Deuteronomy 26: 1-11
Thanksgiving Eve, 2007
Last month, I was listening to the radio, and they were doing a story on an inner city ministry, called Homeboy Industries, in Los Angeles. (To listen to the story I refer, to, go in about 25 minutes).
It was a ministry that finds jobs for former gang members, and helps them get their tattoos removed. In the story, the priest who runs the mission, Father Greg Boyle, received a call one morning between Christmas and New Years’ from one of the guys who had left the gang life. His name was Robert. It was a very normal, how are you doing-merry-Christmas-happy-New-year-conversation, until Fr. Boyle got to what Robert did for Christmas. I should say here that Robert, because he had left his gang, had been separated from his family, too.
“So, what did you do for Christmas?”
“I cooked a turkey!”
(surprised) “You cooked a turkey? Wow! How did you do it?”
“Ghetto style; butter, salt, pepper, 2 limones squeezed over it, and then popped it into the oven”
“Wow! Did you eat it by yourself?”
“No, I had other guys from work come over.”
(Boyle often has former enemies working together, and he knew that some of Robert’s former enemies who were also now Homeboy Industries employees were there)
“Well, what else did you have?”
“That’s it, just the turkey.”
Boyle speaks of being struck by the image of 6 former enemies, cut off from their families, standing around in an apartment kitchen, staring at the oven, and then absolutely destroying the turkey when it came out.
With no sides.
Some of us are going to be traveling tomorrow to sit down to eat food with our families. Some of us, frankly, aren’t here because they have already left. Some of us will have people coming to us, and may already be here. Some of us will not be with anyone, because we have to work, or choices we’ve made, or circumstances. But nevertheless, we remember on this day the hardships that we have come through to get to where we are.
Those six “vatos” remembered where they had come from. That silence around the stove was probably filed with memories.
The Pilgrims sat down with food provided by the Wampanoags to give thanks for what they had come through.
Thanksgiving as an observance originated with Abraham Lincoln at the end of the Civil War to ask remembrance for what the country had just gone through.
And our Deuteronomy text also gives the sense that when the harvest has come n, the Israelites are to give a portion to God not to reseed the fields, but to remember that the land they are feeding from is not theirs, but was given to them by God.

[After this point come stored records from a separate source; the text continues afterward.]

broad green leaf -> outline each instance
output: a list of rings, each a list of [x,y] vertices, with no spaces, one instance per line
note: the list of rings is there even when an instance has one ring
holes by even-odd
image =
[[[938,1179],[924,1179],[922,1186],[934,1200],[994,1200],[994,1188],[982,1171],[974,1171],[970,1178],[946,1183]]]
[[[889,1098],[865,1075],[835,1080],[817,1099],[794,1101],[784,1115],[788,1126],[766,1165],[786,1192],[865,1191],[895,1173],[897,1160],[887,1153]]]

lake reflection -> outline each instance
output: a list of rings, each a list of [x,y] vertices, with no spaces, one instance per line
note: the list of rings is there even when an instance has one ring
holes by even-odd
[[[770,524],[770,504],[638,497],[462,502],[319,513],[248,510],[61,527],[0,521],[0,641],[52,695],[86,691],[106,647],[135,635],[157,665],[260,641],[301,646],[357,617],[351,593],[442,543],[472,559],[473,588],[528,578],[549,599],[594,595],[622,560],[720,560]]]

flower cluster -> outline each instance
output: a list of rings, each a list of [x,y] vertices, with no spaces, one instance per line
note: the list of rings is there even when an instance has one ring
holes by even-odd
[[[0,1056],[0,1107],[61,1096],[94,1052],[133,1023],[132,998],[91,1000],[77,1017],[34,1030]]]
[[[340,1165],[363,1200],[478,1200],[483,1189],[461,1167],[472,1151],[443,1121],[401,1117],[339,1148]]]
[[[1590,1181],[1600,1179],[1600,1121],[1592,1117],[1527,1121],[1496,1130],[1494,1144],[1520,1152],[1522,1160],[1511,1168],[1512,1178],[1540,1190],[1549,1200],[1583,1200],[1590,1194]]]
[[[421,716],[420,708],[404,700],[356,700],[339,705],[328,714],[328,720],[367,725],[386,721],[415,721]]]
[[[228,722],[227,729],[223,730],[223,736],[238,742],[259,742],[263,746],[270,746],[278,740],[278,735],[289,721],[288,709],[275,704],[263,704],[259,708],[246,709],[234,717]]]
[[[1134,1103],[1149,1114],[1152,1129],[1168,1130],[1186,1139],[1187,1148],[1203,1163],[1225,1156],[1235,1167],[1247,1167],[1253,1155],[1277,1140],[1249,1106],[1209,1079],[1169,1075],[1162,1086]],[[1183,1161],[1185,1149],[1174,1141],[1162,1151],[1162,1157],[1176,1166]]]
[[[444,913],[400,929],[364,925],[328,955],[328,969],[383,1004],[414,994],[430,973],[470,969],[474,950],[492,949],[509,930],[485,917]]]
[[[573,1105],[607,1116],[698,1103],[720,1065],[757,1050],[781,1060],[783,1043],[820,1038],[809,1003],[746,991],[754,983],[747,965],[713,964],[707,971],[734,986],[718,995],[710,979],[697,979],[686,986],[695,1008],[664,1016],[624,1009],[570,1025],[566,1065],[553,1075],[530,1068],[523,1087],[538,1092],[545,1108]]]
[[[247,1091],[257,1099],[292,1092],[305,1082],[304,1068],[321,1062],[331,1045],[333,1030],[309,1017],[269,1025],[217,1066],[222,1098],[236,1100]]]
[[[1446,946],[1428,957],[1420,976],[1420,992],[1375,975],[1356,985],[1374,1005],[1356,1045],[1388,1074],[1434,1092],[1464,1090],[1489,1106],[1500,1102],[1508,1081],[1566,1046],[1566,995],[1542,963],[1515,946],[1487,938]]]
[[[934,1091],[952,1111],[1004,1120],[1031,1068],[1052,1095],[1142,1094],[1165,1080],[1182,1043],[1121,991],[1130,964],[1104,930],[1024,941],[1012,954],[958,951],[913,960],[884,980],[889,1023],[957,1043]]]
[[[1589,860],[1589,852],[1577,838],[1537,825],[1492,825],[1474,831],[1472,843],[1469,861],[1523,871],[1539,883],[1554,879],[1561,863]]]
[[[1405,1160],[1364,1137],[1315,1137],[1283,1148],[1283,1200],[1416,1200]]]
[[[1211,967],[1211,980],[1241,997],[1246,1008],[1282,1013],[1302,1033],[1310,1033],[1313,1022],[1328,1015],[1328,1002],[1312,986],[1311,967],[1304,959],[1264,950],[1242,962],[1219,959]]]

We have many things to be thankful for. This little spot between the Susquehanna, Bowman’s Creek, along 292 is a gorgeous spot in the world. We live in a country that many other people want to live in. When we feel that the country has lost its way, we can still voice our dissent, though sometimes with difficulty.
Thanksgiving is that day where we can give thanks to God, or Allah, or Jehovah, or Vishnu, if we are religious, give thanks to the country, if patriotism is our religion, and give thanks to our friends and family for their presence in our lives. It is not a Christian holiday, but we, as Christians, gather tonight to give thanks in the way we know—praise in song, thanksgiving in communion. We give thanks for all that we have in our lives. Our faith, our lives, our loves. And perhaps we rededicate ourselves to acting out of that thanks, that love, to make the world better. We have known good, we have it within our power to help others to know good. Thanksgiving is that day when we all stand around the oven, like those “vatos”, those former enemies who are now compadres, and remember what is good. And be thankful for it.